Agrippa comes in a case that resembles a laptop computer, with book inside surrounded by copper honey comb-shaped forms and cut-outs in the inside pages to contain a 3.5-inch floppy disk. The disk contains Gibson's story which is encrypted a scheme based on an RSA data encryption. The story can be read by a program which unencrypts the text on the fly and then self-destructs after one reading, leaving only the encrypted text on the disk. Once the reading of the text on the disk is started the story cannot be stopped, copied, or printed.

A representative for the artists, Kevin Begos, told Newsbytes Gibson expects people to attempt to unencrypt the data or try to capture the story. Some people have already started on the task of breaking the encryption scheme and Begos said some are reportedly using the Touchstone Delta supercomputer at Cal Tech to do so. Others are not using high tech means to save the story. One poet whom Begos described as computer illiterate, said he would simply read the story aloud into a tape recorder.
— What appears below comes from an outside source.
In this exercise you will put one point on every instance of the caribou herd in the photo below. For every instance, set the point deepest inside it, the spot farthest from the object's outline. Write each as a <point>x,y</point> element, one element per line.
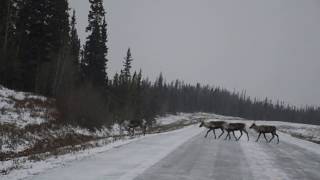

Agrippa costs $450 for a copy with reproductions of the etchings, $1,500 for the real etchings by Ashbaugh himself, and a $7,500 edition offers velum binding, drawings by Ashbaugh, a custom box, and real etchings, Begos said. Only 10 copies of the $7,500 version are available, Begos added.

No paper form of Agrippa will be available. However, a fiber optic transmission of the Gibson story is planned for September of this year to sites worldwide, Begos said. While an IBM and compatible personal computer (PC) version of Agrippa was planned, Begos said the preponderance of orders have been for the Macintosh version. "We just haven't gotten to the PC version yet," Begos added.